Smoothing in tqdm progress bar has no effect #20003

heth27 · 2024-06-21T14:30:05Z

Bug description

The option smoothing when creating progress bars in TQDMProgressBar has no effect in the default implementation, as
_update_n only calls bar.refresh() and not the update method of the progress bar. Thus only the global average is taken, as the update method of the tqdm class is responsible for calculating moving averages.
Either the update method of the progress bar could be used or it should be added to the documentation if smoothing having no effect is the desired behavior (overriding a default that has no effect is a bit misleading)

What version are you seeing the problem on?

master

How to reproduce the bug

import time

import lightning.pytorch as pl
import torch
from torch import nn
from torch.utils.data import Dataset, DataLoader, Sampler

from src.main.ml.data.data_augmentation.helpers.random_numbers import create_rng_from_string
import sys
from typing import Any

import lightning.pytorch as pl
from lightning.pytorch.callbacks import TQDMProgressBar
from lightning.pytorch.callbacks.progress.tqdm_progress import Tqdm
from lightning.pytorch.utilities.types import STEP_OUTPUT
from typing_extensions import override


class LitProgressBar(TQDMProgressBar):
    """
    different smoothing factor than default lightning TQDMProgressBar, where smoothing=0 (average),
     instead of smoothing=1 (current speed) is taken

     See also:
     https://tqdm.github.io/docs/tqdm/
    """

    def init_train_tqdm(self) -> Tqdm:
        """Override this to customize the tqdm bar for training."""
        return Tqdm(
            desc=self.train_description,
            position=(2 * self.process_position),
            disable=self.is_disabled,
            leave=True,
            dynamic_ncols=True,
            file=sys.stdout,
            smoothing=1.0,
            bar_format=self.BAR_FORMAT,
        )

    # default method

    # @override
    # def on_train_batch_end(
    #     self, trainer: "pl.Trainer", pl_module: "pl.LightningModule", outputs: STEP_OUTPUT, batch: Any, batch_idx: int
    # ) -> None:
    #     n = batch_idx + 1
    #     if self._should_update(n, self.train_progress_bar.total):
    #         _update_n(self.train_progress_bar, n)
    #         self.train_progress_bar.set_postfix(self.get_metrics(trainer, pl_module))

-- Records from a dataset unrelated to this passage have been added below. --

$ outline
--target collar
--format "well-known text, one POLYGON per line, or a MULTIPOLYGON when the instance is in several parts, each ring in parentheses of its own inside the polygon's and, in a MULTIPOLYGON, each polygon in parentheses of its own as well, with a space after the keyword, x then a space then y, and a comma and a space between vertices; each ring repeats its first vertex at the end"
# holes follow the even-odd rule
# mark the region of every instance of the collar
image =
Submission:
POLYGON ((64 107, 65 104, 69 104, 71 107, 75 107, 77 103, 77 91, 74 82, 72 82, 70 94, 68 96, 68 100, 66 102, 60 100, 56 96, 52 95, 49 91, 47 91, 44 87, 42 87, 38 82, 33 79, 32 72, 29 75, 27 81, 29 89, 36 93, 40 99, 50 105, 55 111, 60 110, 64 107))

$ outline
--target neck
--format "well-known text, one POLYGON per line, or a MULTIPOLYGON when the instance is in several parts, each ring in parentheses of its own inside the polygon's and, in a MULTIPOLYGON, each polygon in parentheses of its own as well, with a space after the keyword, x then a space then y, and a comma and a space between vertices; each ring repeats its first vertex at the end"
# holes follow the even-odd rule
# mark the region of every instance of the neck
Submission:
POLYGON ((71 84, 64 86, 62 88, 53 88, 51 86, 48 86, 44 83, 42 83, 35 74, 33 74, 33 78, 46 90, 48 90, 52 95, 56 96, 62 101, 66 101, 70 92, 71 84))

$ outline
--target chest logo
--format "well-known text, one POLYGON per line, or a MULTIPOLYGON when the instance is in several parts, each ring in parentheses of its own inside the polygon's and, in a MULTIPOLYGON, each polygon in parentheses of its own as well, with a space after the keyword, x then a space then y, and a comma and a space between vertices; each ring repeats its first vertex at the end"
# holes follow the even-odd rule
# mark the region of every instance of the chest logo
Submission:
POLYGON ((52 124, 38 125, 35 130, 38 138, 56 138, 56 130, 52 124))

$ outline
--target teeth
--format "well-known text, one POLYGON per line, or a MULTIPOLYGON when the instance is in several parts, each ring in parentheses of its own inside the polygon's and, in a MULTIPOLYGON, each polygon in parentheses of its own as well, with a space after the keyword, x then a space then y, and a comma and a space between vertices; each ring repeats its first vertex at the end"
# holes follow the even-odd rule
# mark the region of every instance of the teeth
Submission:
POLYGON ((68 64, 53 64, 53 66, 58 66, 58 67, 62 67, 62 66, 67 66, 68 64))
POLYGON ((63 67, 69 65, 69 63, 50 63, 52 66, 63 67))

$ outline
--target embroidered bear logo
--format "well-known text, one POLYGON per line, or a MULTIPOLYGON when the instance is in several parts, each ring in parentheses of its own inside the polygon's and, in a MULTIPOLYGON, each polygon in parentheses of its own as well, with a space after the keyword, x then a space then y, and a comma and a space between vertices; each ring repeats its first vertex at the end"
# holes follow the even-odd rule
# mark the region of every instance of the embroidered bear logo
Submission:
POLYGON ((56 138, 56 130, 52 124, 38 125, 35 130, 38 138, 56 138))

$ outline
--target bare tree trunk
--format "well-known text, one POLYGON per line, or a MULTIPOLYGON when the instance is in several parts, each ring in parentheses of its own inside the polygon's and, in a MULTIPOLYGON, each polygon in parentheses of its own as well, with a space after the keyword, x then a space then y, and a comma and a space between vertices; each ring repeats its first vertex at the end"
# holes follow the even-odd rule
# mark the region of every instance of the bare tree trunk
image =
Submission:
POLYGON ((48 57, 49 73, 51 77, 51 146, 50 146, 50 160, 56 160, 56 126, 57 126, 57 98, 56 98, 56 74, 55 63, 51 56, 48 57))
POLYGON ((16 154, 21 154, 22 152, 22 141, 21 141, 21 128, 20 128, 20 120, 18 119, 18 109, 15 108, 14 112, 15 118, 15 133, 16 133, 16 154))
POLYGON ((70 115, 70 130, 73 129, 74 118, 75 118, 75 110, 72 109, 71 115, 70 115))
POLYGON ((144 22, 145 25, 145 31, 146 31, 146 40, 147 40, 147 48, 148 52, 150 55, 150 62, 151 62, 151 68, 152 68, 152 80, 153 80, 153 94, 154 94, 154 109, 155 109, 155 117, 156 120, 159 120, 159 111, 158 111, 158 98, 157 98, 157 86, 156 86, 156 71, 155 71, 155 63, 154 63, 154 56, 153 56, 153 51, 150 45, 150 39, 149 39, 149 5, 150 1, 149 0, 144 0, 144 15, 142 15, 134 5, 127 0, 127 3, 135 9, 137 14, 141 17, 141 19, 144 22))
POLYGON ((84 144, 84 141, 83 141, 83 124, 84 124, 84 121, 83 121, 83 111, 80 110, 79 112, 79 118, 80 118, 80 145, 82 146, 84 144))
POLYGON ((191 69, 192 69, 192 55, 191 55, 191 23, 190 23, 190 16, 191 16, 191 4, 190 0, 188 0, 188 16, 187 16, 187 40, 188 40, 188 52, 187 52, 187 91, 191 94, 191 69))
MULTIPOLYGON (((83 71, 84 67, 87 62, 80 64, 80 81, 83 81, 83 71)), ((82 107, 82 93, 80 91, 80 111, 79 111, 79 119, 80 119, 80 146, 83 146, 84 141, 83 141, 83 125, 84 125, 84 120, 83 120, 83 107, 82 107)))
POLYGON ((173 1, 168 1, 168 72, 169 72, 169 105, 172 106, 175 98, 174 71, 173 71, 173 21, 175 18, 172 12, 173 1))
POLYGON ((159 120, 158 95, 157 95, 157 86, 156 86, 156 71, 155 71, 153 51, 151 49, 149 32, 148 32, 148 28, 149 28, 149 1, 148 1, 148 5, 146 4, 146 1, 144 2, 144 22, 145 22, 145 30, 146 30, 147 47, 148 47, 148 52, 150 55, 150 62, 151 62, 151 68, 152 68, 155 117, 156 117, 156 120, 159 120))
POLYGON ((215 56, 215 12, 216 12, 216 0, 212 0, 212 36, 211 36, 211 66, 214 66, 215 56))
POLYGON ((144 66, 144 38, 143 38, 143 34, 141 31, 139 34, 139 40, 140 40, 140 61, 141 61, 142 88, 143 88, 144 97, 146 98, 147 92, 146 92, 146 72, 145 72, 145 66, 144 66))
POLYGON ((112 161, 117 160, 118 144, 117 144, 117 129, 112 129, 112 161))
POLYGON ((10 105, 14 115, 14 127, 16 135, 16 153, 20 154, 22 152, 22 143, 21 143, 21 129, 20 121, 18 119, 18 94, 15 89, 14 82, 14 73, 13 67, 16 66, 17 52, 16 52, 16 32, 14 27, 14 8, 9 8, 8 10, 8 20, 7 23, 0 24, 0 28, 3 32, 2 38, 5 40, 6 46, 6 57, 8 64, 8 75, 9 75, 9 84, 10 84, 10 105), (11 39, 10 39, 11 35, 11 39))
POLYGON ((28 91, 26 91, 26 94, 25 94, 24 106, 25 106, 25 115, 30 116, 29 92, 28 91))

   # my own method that uses smoothing by using the update method of progress bar
    @override
    def on_train_batch_end(
            self, trainer: "pl.Trainer", pl_module: "pl.LightningModule", outputs: STEP_OUTPUT, batch: Any,
            batch_idx: int
    ) -> None:
        n = batch_idx + 1
        if self._should_update(n, self.train_progress_bar.total):
            self.train_progress_bar.update(self.refresh_rate)
            self.train_progress_bar.set_postfix(self.get_metrics(trainer, pl_module))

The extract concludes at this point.